Tuesday, April 13, 2010

[Georgia] An Email From Bishop Benhase On His Consent To The Glasspool [Los Angeles] Consecration

From Stand Firm by Sarah Hey:

Monday, April 12, 2010 • 7:05 am

[Received via email]

"I gave my consent to the consecration of Mary Glasspool as Bishop Suffragan for Los Angeles. I have know Mary for a long time. She has done remarkable ministry in leading congregations and is one of the most orthodox priests I have known (as was her father). I will be in Brunswick this weekend and will be glad to talk to you directly about this and answer any questions or address any concerns you may have."

Let's just note a few things for the record.

1) This is not a surprise. Bishop Benhase is a known revisionist. As was pointed out prior to his election, he practiced same-sex blessings and communion of the unbaptized, as well as had a non-celibate gay male on his parish staff. Bishop Benhase, in keeping with his being a revisionist, will behave as a revisionist behaves. There should be no hands raised in surprise or horror here.

2) He is now the bishop of a Southern diocese that has many conservative laypeople.

3) Having this revisionist bishop will -- inevitably -- mean the serious decline of this diocese, both financially and in numbers. It is a foregone conclusion.

4) As I stated when he was elected:
"One of the things that fascinates me is watching liberal clergy and laity willing to destroy their own parishes in order to have Their Gospel, one of the linchpins of which is the affirmation of one particular currently faddish sexual desire."

5) The dioceses of Upper South Carolina and Louisiana are in the very same boat with their new bishops. They have revisionist clergy, largely conservative [if sometimes very uninformed] laity, and revisionist new bishops. There will be no holding back the actions of a new bishop who simply does not share the same gospel as the majority of the laypeople. You won't be able to spin it, hope for the best, think they will "hold off" or hide it from the laypeople. It is what it is.

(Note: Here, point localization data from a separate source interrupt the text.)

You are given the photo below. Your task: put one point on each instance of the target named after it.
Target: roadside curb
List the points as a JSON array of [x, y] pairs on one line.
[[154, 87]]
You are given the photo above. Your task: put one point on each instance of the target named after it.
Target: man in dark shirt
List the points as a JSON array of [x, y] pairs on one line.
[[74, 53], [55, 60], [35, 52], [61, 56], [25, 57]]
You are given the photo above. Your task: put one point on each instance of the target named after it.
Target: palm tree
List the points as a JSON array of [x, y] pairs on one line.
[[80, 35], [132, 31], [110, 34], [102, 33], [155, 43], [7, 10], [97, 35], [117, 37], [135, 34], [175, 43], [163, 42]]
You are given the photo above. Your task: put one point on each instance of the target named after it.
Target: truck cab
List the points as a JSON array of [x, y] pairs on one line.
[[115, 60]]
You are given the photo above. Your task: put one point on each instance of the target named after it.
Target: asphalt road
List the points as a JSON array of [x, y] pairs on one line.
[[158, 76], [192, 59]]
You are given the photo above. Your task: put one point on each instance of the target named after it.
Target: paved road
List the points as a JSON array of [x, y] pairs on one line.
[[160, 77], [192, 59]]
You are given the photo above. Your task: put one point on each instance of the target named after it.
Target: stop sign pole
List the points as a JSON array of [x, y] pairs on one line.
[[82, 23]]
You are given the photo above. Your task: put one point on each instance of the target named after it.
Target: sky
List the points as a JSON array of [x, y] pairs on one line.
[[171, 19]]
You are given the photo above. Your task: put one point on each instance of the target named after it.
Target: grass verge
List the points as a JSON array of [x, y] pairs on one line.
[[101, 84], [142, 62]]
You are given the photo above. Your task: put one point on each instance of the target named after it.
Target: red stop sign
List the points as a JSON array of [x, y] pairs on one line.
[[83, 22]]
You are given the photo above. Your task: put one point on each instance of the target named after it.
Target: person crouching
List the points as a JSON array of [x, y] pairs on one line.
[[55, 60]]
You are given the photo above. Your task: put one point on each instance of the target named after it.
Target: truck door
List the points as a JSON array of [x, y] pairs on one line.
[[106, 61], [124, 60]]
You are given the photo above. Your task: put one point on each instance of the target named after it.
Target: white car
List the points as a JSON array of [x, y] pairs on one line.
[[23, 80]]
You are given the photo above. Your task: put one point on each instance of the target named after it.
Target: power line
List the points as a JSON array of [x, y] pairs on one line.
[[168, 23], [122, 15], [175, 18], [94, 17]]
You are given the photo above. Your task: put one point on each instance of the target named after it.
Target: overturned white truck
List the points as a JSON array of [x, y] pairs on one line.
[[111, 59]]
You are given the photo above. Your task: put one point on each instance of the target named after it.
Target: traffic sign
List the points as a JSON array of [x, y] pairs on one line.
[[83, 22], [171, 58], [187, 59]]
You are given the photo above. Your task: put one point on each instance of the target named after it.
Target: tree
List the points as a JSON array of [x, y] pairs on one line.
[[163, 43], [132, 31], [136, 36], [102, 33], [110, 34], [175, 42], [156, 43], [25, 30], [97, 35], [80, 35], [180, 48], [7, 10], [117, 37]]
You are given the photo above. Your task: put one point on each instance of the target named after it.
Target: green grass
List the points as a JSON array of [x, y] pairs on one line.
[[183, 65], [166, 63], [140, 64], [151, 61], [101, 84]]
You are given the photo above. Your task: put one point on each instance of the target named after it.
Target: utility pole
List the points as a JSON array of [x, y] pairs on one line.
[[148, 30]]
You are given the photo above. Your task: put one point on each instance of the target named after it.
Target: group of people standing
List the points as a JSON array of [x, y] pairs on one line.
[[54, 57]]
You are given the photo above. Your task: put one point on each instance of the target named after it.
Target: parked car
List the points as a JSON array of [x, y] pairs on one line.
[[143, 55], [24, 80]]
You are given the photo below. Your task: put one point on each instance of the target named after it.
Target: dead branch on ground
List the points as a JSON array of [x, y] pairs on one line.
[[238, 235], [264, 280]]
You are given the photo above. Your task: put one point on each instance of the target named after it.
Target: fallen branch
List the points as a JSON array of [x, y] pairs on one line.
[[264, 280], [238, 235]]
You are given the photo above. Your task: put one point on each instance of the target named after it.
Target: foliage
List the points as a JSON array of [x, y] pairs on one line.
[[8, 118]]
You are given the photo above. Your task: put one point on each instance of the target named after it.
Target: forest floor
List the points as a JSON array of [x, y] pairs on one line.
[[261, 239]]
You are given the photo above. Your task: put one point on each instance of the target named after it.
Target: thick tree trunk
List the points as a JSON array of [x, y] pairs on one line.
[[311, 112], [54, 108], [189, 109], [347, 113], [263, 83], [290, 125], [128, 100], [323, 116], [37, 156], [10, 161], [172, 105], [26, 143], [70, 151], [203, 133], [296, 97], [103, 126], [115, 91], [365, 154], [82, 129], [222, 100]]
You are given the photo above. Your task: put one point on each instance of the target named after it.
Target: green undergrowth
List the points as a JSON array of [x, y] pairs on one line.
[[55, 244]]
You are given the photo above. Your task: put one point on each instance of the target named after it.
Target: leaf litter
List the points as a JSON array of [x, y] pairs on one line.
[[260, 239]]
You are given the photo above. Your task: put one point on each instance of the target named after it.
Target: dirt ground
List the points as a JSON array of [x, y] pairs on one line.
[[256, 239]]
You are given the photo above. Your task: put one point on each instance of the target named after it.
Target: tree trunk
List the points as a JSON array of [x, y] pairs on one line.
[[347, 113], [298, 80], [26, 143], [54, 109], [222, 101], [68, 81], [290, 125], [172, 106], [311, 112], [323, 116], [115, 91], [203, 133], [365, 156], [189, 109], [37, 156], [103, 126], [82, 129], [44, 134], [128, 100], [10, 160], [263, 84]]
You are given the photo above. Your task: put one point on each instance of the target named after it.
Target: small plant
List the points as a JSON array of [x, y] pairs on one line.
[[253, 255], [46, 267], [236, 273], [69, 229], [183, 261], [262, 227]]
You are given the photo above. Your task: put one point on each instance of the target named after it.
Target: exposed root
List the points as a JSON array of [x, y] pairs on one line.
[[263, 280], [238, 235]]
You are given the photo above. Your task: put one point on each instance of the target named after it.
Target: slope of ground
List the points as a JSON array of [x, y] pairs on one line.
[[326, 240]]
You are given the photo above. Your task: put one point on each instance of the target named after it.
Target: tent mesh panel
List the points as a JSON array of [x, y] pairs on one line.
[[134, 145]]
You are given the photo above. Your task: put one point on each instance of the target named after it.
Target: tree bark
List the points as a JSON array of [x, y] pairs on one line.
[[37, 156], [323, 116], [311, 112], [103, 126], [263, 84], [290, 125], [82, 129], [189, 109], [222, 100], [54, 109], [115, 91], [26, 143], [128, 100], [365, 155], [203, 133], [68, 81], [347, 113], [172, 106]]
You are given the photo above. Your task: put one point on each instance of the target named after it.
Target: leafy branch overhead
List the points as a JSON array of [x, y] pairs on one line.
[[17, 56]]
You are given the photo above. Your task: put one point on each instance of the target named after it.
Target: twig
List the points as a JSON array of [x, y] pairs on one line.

A man who believes a very different gospel, has utterly opposing values and foundational worldviews, does not respect the authority of Holy Scripture and instead seeks to, [when he notices it], deconstruct it in order to support his own faddish views, does not respect the tradition of the Church, does not respect the sacraments, is now in charge. And he will behave -- whether people like it or not -- in keeping with his own theology, his own beliefs, his own values, and his own gospel.

6) The supreme irony of Benhase's proclamation that Glasspool is "orthodox" won't escape anyone.

But even more important than that is that -- for Benhase's gospel, for Benhase's worldview, for Benhase's values -- Glasspool is "orthoodox" -- just as "orthodox" as a Marxist is for Karl Marx's theories, just as "orthodox" as a Stalinist is for Stalin's worldview, just as "orthodox" as an Ayn Rand follower is to Ayn Rand's views, just as "orthodox" as a Nietzschean is to Nietzsche's worldview.

The problem is ... Benhase's and Glasspool's gospel isn't the Christian Gospel. It is not the Christian faith. So Glasspool is "orthodox" for the Benhase gospel, I am sure. The two are perfect disciples -- of the Benhase/Glasspool gospel.

But that, as they say, is the problem. An "orthodox Benhase/Glasspool gospel" is not the gospel that will save souls or grow Christian churches.

And there we are.

Watching and responding to the incredible conflict that will now take place in these three dioceses where two gospels will be pitted against one another and lead to inevitable decline, conflict, and fracture, is going to be fascinating, very sad [as decline often is], and worthy of traditional Episcopalians' very best efforts.